PETALING JAYA: The country should go back to basics and focus on the agriculture sector and improve the public transport system to tackle the rising cost of living, among other measures, say stakeholders.

This is in addition to the government providing subsidies, price controls, and importing more.

The most pressing issue at this juncture, they said, was the shortage of food items such as chicken and eggs, and the rising prices of vegetables due to the wet season.

Federation of Malaysian Consumer Associations (Fomca) chief executive officer T. Saravanan said although increasing imports would help stabilise prices, Malaysia was too dependent on food imports.

He said in 2002, the country spent RM55.5bil to import food, while exports were at RM33.8bil.

“Therefore, agriculture is the long-term critical solution to ensure food sufficiency. We have ample land and places for us to do agriculture.

“Somehow, in the last 20 years, we have moved away from agriculture.

“We need to get back to basics,” he said, adding that idle land should be used for the purpose.

Saravanan said agriculture will also have a chain effect such as increasing livestock breeding.

“We can cater to our own needs. Who knows 10 years down the road, we might be exporting food,” he added.

He also said it was important to have a vibrant food security council with members who could think outside of the box and “have the guts to” bring about changes, adding that there should be increased participation of industry players.

On having an efficient public transport system, Saravanan said, “When you buy a car, you need to look into maintenance, mortgage, road tax, petrol and parking.

“The government’s agenda is to look into how public transport will help reduce this cost, but it must look into measures to improve public transport,” he said.

Saravanan said childcare was also costly, therefore, another solution would be for the government to subsidise nurseries so that parents can afford it and at the same time be secure over the care given to their children as these centres would be under the auspices of the government.

Ahmad Yazid Othman, a member of the National Cost of Living Council (Naccol) and a fellow of the Malay Economic Action Council, suggested the impact of the Overnight Policy Rate and exchange rate be looked into.

He said stabilising the exchange rate was also key to managing the cost of imports.

“While importing more may help in the short term, we will only create dependence on imports that are all done in US dollars and dominated by well capitalised traders.

“The government should get companies to produce more food locally and only import or subsidise imports for essential food items and food inputs,” he added.

Ahmad Yazid added that delaying the minimum wage was helpful for small and medium enterprises (SMEs) in the short term, but would not help workers address their concerns as their rents and cost of essentials were increasing.

“The fact of the matter is, our wages have been low for too long and cannot be ignored,” he added.

He said there have to be more discussions on how to increase people’s income and reduce the cost of living.

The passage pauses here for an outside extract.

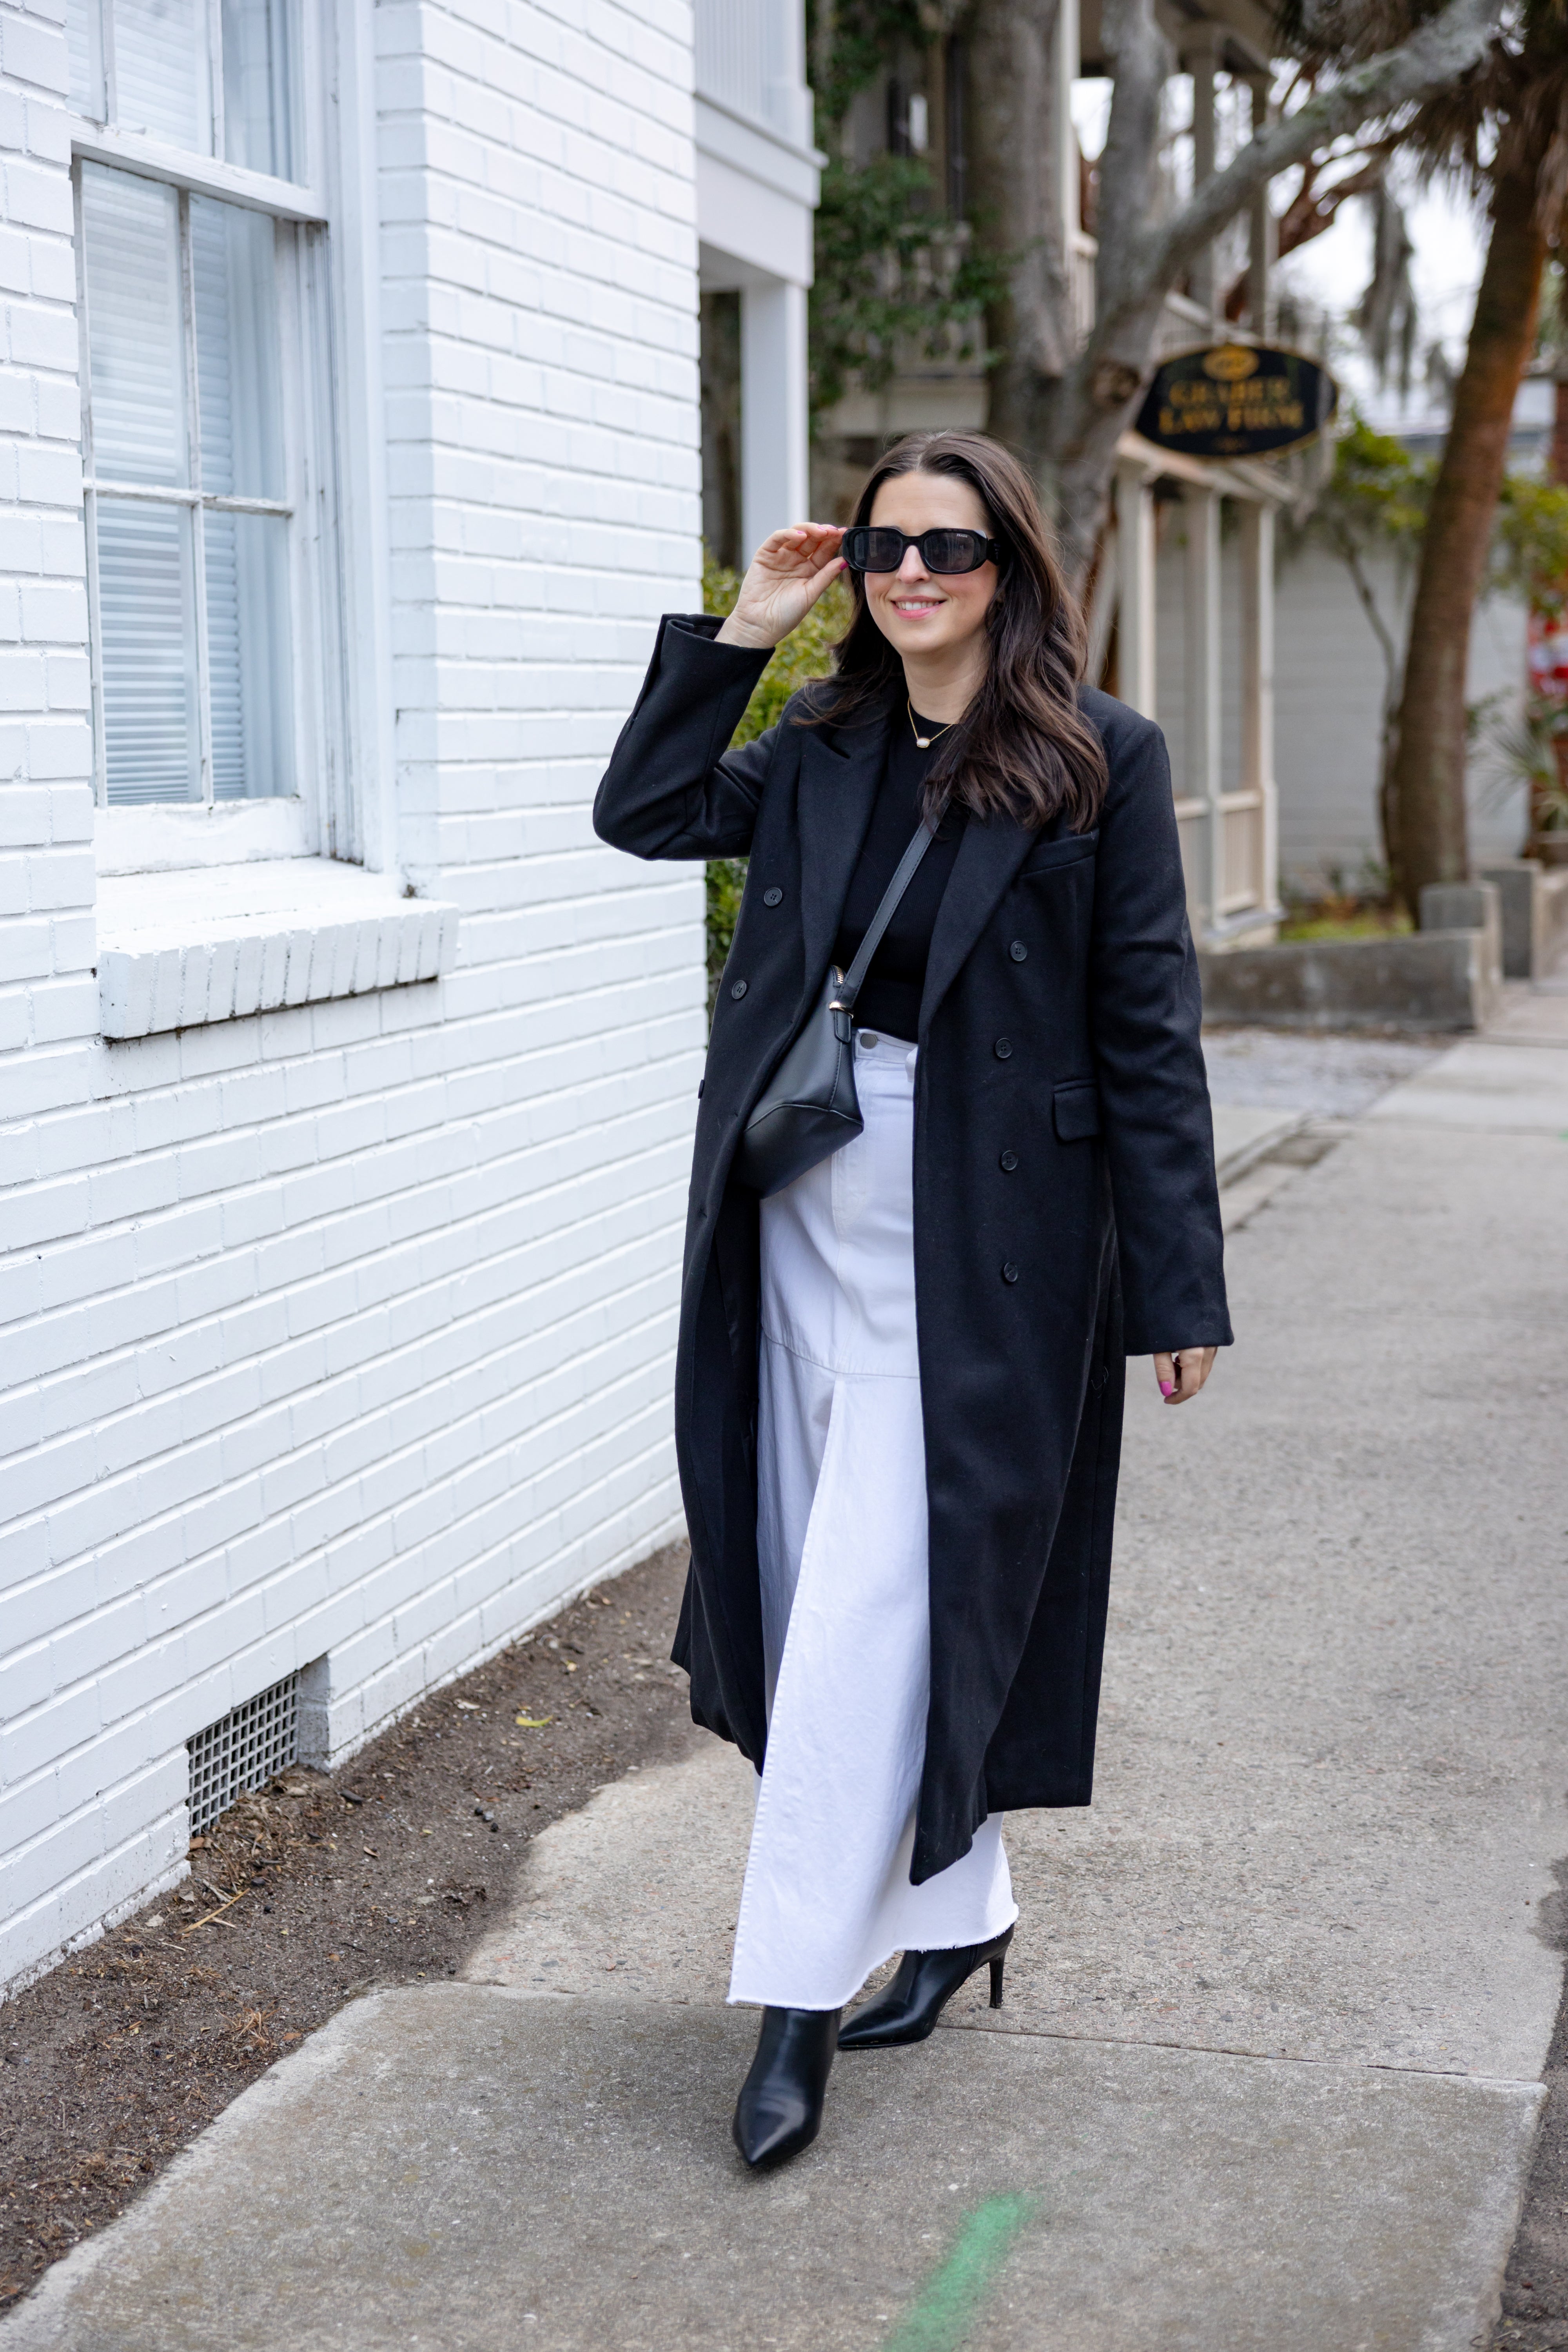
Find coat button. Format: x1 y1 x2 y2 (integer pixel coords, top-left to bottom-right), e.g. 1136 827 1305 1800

Prof Geoffrey Williams of Malaysia University of Science and Technology said there was a need to move away from price controls and subsidies, and towards targeted income support through a universal basic income.“There will always be a reason given by producers to raise prices – this time, it is the weather. Businesses should be careful about exploiting inflation expectations to increase prices sneakily because consumers will push back,” he said on rising vegetable prices.

To address possible shortages in the domestic production of vegetables, the government should open up the market for imports – first to support supply and stop shortages, and second to force local producers to compete and keep prices down, he added.

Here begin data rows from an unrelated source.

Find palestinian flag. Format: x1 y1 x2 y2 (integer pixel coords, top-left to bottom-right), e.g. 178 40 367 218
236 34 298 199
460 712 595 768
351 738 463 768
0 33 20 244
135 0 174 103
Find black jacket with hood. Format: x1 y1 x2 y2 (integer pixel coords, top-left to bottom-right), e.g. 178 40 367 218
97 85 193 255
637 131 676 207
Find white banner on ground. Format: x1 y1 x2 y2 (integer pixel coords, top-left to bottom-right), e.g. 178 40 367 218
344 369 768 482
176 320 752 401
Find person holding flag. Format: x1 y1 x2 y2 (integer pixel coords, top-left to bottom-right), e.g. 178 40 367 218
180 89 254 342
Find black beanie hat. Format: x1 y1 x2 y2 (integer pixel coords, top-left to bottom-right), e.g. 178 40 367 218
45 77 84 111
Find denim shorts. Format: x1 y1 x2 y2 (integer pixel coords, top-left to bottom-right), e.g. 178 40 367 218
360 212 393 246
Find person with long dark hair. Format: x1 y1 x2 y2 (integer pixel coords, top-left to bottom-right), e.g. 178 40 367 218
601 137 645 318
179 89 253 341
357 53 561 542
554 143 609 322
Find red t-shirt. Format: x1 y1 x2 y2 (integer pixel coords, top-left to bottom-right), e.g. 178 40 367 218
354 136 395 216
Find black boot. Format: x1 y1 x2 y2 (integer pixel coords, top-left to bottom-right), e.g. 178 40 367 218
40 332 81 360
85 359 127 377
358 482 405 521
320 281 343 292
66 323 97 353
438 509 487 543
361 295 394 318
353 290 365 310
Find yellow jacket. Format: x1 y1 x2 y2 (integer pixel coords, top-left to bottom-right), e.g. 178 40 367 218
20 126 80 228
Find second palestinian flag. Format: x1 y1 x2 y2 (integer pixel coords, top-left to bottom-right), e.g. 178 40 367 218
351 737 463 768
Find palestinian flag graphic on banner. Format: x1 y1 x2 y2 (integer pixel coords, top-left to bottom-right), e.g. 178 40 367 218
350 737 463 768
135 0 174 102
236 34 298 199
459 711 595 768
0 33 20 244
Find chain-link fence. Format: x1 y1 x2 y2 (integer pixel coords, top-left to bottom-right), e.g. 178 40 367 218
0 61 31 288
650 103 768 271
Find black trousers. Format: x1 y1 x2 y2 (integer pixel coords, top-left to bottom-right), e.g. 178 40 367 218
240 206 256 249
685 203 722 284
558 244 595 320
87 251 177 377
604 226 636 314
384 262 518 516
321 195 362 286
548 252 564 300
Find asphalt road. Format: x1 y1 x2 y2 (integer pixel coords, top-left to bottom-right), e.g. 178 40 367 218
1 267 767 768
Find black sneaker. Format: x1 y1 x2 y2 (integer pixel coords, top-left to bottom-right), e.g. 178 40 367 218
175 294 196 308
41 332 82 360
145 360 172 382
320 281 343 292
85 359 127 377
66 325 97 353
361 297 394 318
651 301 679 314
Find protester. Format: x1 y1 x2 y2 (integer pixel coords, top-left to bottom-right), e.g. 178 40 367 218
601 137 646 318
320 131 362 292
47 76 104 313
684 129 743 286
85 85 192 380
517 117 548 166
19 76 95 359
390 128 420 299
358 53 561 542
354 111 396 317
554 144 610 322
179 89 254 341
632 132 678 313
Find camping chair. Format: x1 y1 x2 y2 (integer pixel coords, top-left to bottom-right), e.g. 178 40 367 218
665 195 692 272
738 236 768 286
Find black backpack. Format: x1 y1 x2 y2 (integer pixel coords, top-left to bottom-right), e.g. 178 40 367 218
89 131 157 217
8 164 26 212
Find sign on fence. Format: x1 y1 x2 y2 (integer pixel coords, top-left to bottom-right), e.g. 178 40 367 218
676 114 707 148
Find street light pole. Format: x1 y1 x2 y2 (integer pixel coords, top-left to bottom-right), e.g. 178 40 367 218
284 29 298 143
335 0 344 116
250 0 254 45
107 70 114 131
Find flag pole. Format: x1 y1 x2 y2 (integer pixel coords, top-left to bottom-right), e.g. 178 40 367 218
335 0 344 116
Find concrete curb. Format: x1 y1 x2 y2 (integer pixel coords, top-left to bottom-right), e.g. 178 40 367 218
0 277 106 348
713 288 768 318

However, Prof Williams said the government was making good progress in addressing the cost of living.

“First, freezing electricity tariffs will cut inflation by around 0.3%. It will affect all households and 98% of companies.

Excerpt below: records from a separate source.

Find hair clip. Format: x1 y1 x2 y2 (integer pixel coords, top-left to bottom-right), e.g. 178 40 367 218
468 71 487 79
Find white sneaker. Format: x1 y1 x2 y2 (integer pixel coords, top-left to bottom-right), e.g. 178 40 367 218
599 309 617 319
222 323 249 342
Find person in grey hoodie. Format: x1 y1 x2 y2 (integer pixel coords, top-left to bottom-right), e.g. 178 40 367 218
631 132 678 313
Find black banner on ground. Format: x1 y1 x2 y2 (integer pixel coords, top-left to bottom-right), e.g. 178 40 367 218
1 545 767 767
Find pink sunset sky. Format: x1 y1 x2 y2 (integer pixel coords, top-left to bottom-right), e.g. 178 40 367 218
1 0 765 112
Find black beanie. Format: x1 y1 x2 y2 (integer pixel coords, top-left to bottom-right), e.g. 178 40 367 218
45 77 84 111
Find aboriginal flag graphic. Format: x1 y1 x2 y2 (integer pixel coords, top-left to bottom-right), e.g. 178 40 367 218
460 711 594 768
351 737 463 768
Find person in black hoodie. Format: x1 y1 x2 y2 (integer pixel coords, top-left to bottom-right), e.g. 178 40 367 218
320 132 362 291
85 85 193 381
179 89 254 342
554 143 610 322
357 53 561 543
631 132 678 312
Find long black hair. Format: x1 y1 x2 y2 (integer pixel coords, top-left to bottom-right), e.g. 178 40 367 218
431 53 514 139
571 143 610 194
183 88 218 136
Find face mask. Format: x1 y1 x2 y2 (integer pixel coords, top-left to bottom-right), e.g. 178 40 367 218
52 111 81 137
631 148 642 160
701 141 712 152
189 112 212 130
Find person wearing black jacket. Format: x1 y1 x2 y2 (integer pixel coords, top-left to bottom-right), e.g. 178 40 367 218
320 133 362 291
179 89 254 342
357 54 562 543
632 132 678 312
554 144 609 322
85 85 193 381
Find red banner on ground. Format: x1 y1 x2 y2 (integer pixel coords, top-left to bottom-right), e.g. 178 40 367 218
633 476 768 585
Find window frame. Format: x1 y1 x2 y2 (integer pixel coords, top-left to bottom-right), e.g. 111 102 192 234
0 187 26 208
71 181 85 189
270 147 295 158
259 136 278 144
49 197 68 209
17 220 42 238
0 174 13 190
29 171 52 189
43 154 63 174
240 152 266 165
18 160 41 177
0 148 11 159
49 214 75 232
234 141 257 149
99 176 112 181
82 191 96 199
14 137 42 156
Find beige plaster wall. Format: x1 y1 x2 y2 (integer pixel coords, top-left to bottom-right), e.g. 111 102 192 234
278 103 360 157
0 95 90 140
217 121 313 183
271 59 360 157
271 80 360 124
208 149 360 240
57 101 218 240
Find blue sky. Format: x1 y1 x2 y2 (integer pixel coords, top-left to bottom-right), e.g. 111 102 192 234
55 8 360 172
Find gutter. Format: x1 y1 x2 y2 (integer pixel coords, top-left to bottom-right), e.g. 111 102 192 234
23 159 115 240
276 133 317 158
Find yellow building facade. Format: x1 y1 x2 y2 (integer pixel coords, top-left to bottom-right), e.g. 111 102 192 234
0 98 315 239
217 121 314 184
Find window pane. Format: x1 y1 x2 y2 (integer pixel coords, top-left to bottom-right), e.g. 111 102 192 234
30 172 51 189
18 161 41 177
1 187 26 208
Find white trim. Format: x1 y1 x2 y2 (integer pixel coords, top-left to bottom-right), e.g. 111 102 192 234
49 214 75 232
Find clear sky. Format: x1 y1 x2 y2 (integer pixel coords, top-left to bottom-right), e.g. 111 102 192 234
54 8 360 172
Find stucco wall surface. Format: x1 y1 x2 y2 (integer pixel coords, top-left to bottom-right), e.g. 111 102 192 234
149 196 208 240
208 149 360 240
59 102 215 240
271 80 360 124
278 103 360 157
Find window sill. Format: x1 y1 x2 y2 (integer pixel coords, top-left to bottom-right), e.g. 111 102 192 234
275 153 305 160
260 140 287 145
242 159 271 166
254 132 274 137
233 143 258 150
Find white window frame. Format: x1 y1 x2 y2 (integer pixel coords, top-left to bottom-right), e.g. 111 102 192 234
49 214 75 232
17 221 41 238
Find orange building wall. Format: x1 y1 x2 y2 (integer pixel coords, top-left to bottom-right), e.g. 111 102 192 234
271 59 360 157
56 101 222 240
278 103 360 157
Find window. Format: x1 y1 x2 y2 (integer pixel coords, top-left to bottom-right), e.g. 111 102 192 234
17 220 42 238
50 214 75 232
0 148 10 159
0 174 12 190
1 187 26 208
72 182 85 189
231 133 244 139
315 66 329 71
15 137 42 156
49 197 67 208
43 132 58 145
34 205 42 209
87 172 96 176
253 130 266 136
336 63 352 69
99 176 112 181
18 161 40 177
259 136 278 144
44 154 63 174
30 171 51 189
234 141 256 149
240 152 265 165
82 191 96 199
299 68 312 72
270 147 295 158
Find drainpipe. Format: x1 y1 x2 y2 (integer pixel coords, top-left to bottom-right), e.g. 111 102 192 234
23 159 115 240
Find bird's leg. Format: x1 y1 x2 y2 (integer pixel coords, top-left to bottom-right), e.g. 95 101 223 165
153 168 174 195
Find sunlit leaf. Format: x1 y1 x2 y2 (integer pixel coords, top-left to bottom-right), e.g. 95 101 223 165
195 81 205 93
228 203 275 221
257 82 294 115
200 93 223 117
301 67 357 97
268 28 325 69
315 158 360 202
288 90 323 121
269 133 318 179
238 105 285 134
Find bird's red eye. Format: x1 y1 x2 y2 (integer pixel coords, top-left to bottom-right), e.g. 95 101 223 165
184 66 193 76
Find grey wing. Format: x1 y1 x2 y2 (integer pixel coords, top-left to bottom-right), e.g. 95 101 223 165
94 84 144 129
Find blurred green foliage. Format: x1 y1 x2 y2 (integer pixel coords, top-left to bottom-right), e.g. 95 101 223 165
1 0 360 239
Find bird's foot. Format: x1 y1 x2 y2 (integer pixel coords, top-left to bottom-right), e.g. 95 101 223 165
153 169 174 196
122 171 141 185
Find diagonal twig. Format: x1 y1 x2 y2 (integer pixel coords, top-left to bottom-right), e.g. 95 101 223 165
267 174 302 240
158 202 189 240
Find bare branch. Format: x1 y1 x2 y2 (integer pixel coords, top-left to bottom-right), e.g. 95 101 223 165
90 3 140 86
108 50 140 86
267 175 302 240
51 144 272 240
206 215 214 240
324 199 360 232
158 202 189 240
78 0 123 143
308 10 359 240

“Second, addressing cartels and monopolies and improving supply through imports sends a clear signal on freeing up the market to create more competition. This will help keep prices down,” he added.

The government said it is refining several quick-win solutions to tackle the cost of living issue, set to be implemented next month.

Several measures have already been taken, including maintaining the electricity tariffs for domestic, commercial and industrial consumers, as well as price controls and subsidies for standard chicken and Grade A, B and C eggs for a set period.

It is understood that five working papers were tabled at the Naccol meeting on Dec 13. The issues discussed included subsidies, the foreign worker shortage and importing eggs.